The difficulty in defining virtual/crypto-currencies and its accompanying challenges has been beautifully captured by the prolific raconteur Justice V. Ramasubramanian in a recent judgment examining the validity of the RBI’s position in respect of virtual currencies, as:
“Any attempt to define what a virtual currency is, it appears, should follow the Vedic analysis of negation namely “neti, neti”. Avadhuta Gita of Dattatreya says, “by such sentences as ‘that thou are’, our own self or that which is untrue and composed of the 5 elements, is affirmed, but the sruti says ‘not this not that’.” The concept of Neti Neti is an expression of something inexpressible, but which seeks to capture the essence of that to which no other definition applies.”
Thereafter, the judgment goes on to capture the history of crypto-currencies with a focus on bitcoin, to highlight the absence of any central ownership/agency for such currency. Rather, the judgment highlights the repository of the currency being a communal database of all users of the virtual currency, which is in-turn, called a blockchain. This blockchain verifies and enables transaction related to or using crypto-currencies.

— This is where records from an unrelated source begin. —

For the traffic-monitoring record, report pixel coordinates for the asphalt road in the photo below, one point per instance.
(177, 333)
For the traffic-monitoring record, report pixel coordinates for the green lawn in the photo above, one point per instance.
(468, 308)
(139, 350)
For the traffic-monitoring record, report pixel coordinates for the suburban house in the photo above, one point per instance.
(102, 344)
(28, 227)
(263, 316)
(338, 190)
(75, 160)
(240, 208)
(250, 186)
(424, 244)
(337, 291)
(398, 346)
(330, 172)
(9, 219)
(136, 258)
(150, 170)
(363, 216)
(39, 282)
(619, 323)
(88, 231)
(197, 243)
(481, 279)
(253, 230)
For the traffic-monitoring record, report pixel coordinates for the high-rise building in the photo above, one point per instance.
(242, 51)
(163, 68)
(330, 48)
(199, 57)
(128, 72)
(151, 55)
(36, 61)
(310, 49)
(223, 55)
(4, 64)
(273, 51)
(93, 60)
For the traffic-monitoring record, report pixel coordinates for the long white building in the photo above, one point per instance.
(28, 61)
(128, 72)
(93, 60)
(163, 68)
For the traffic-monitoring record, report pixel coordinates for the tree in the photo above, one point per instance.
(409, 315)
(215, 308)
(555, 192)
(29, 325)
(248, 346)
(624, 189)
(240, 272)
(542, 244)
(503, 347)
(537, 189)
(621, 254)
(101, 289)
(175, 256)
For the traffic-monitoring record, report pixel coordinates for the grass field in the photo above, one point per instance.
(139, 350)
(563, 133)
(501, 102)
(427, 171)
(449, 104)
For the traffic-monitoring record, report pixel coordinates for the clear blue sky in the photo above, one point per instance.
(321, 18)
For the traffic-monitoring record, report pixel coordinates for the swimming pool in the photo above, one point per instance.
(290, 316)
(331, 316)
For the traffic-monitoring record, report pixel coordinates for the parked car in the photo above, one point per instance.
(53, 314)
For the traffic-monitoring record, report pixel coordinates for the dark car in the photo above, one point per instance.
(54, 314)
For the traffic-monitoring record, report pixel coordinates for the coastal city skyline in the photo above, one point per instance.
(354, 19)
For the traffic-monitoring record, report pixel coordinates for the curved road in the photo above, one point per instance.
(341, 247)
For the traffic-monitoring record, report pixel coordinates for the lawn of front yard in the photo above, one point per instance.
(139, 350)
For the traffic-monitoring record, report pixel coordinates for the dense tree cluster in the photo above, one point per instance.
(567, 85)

The concept of crypto-currencies has advanced considerably in the last decade. From bitcoins were spawned “alt-coins”, which represented alternatives of varying degrees. Predominant amongst these are blockchains such as Factom which provide different means of generating crypto-currency. This gets even more complex with new generation blockchains such as Neo and Ethereum, which allow for building applications on blockchains, leading to cutting-edge technology such as smart contracts that uses blockchain for verifying transactions. There is also an exchange involved, which is typically used to verify and complete these transactions.
The central theme in all these rather bewildering technologies is the absence of any central control or ownership. This creates rather peculiar difficulties in identifying the ownership of these currencies/blockchains for trademark purposes. Trademark law is premised on “one mark, one source”, which appears at odds with the disparate nature of blockchain technology. Since no individual/entity can claim ownership/responsibility, there appears to be no possibility to protect any intellectual property in community-based blockchains. The immediate question that comes in response to this line of thinking is the requirement of trademark protection, given the community based use worldwide. This is best reflected in the outcry in the United Kingdom when an entity registered the term ‘Bitcoin’ and attempted to enforce the same. The absence of any trademark in other countries, including the United States of America was highlighted in the vociferous protest to the trademark.

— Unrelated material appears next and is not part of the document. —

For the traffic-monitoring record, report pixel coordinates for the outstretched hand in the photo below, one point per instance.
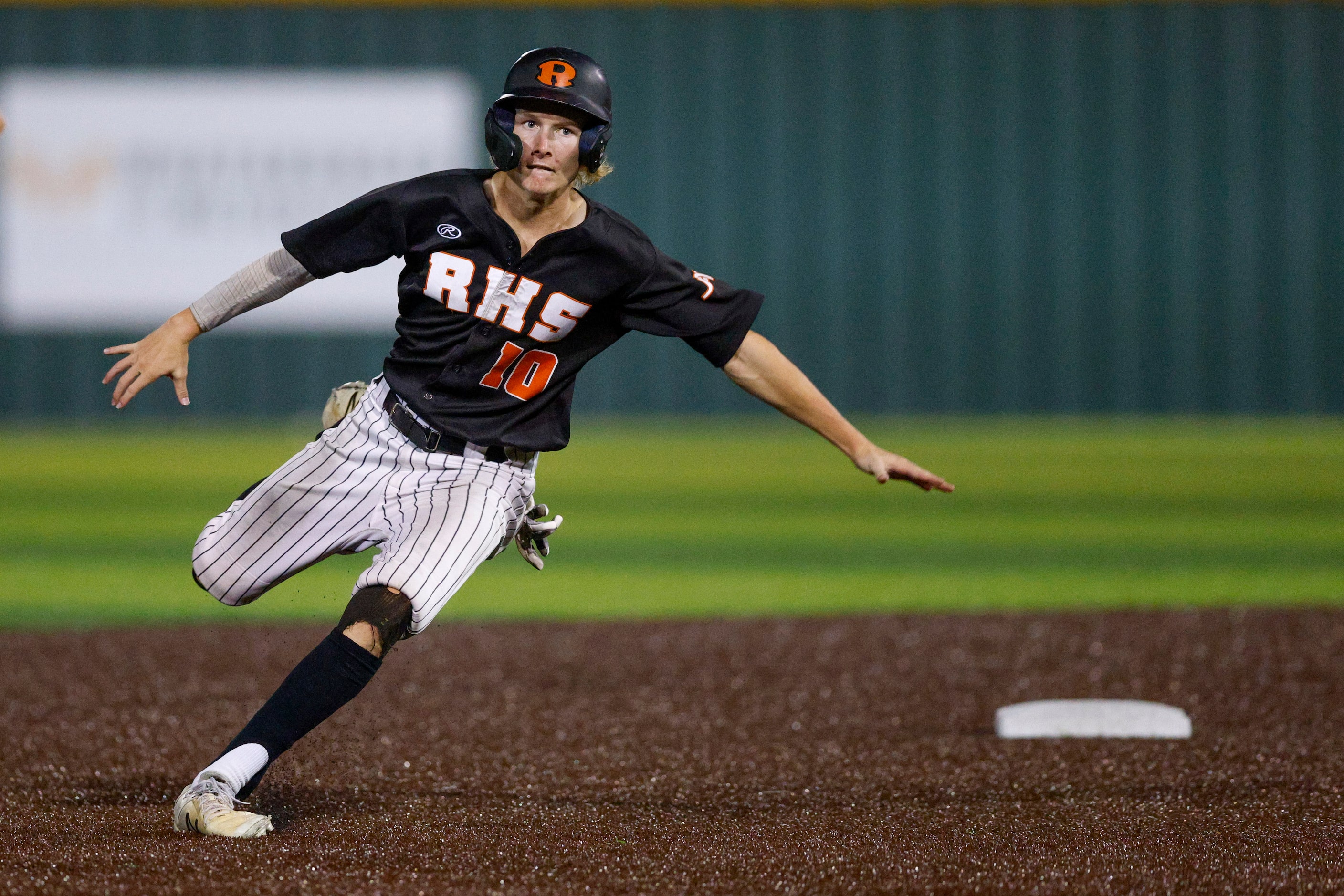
(885, 465)
(160, 354)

The absence of trademarks for blockchains creates pressing issues which are tied into the larger concerns surrounding such technology. This is rather relevant given the wide range of crypto-currencies and exchanges available, which are bereft of boundaries and regulations. Take for instance a casual user of the internet, who having read the hyped valuation for bitcoin, decides to purchase the same. Coming online, she sees an array of persons offering to sell bitcoins. Amongst these is an unscrupulous individual, who starts a fake exchange, which extensively promotes bitcoins. The individual unwarily indulges in the transaction, and upon discovery of its fraud is typically bereft of any remedy. In the course of regular commerce, such exchange would have been immediately injuncted by a trademark owner to prevent any further dilution of the brand. In the case of bitcoin, even such wrongful use cannot be stopped under trademark law, as no person can claim to be the owner of the mark to censure another from using the same. The absence of any other regulation to prevent such mark being used only aggravates these concerns. In another instance, a new crypto currency with a deceptively similar name such as “Baitcoin” would confuse the unwary investor, as the original and well-known blockchain is incapable of protecting its reputation and goodwill, due to the lack of locus. Of course, there are technological fixes, but the instances of fraud which have been stated above are the subject of study by various regulators despite layers of technology being added on a daily basis. This also creates issues in terms of using the name of the blockchain in relation to other goods and services, and if such use is not bonafide, yet again the lack of locus pre-empts any action being taken under trademark law. The inability of the name of the blockchain to identify its origin/source, would call into question its legality as a trademark itself. This position is rather unpalatable given that the importance of blockchain technology is getting manifested in its proven potential to replace conventional databases for any kind of secured data, not just crypto-currency.
In attempting to see if trademark law can apply at all, it would be worthwhile considering if such blockchain technology can be brought within the ambit of “collective marks” i.e. marks belonging to a community of users. If regulators mandate that the operation of any blockchain would require its registration as a collective mark, it would definitely protect consumers against misleading practices, and also overcome the paradox of de-centralized control. This would of course require a re-think of collective marks, as other concerns including data privacy have to be factored in. The present solution for any kind of crypto-currency fraud has been to rely on penal remedies. However, as the modus operandi gets more sophisticated, the legal remedies must necessarily keep pace, which is definitely not the situation today.